クループスカヤやマリヤ・ウリヤーノヴァの顔などはよく知らないけれど、まあこんなものなのではないかな。(クループスカヤについては、別項で書くつもりではいます。)
スターリン(役の人)は、そこまでは似ていなかったかもしれない。
全体に、ロシアっぽく、ソクーロフっぽくて(やはり途中でうつらうつらしました)、世間様にちっとも妥協的でなくて、快いものがありました。
あれ?私、ソクーロフが好きではなかったのに・・・?
そうなの。「ナイトウォッチ」とか「大統領のカウントダウン」とかも否定する気はないけれど、ロシアっぽさが薄いとなんか不満を感じるのですよ。
それに、ソクーロフ映画を見続けてかれこれ15年、ようやく慣れてきたのかしら。
プログラムは1200円もしました!(「モレク神」が1600円だから、このところかなりの散財です。)

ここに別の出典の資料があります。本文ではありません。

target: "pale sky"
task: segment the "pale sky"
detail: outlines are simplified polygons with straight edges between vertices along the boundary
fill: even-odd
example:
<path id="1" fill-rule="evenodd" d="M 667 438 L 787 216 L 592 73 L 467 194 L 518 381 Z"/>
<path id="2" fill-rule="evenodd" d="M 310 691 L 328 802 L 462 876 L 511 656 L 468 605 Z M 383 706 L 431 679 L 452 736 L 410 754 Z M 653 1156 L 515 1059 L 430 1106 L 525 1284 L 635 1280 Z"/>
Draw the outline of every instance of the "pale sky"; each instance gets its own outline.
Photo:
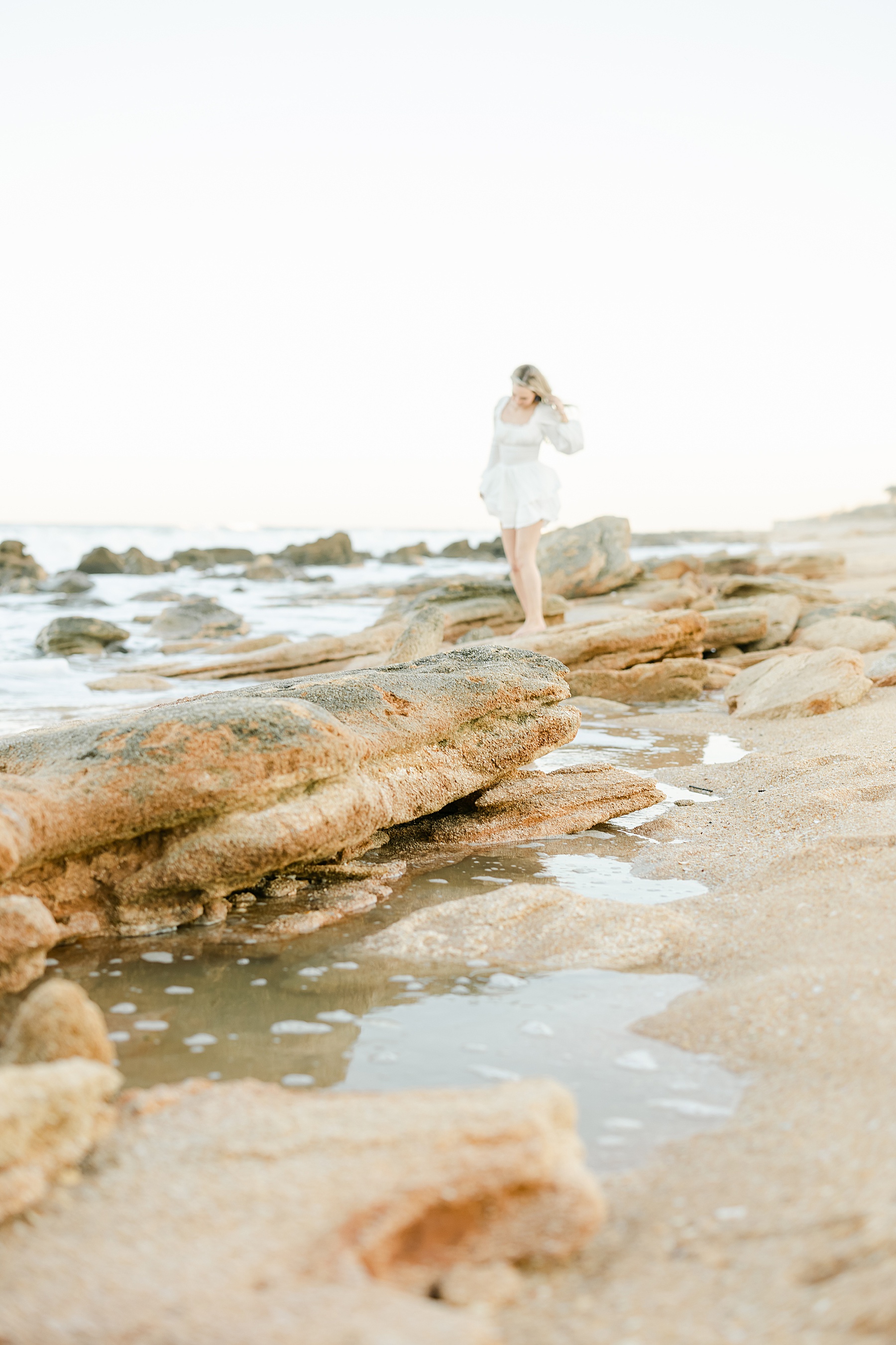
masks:
<path id="1" fill-rule="evenodd" d="M 5 522 L 488 527 L 896 482 L 892 0 L 4 0 Z"/>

当然かもしれないけれど、皆ソクーロフ、ソクーロフと称えています、が、私はモズゴヴォイ以下俳優さんたちを評価したものが載っていてもよかったのに、と思いました。
 
私は基本的に通俗的にわかりやすい作品が好き。文芸作品とかを含めて。だから、ミハルコフとかが好きです。
 
観終わったら、今日もぴあの出口調査がありました。今日は80点。このうち、モズゴヴォイに50点、その他の俳優たちに20点、ソクーロフらスタッフに10点。
そのあと、「レゴで作った世界遺産展PartⅡ」に行きました。
撮ったのは携帯で、あまりよく撮れていません。
イスタンブールやブレーメンやピサの斜塔の写真も撮ったはずなのに、保存し忘れていたようです・・・。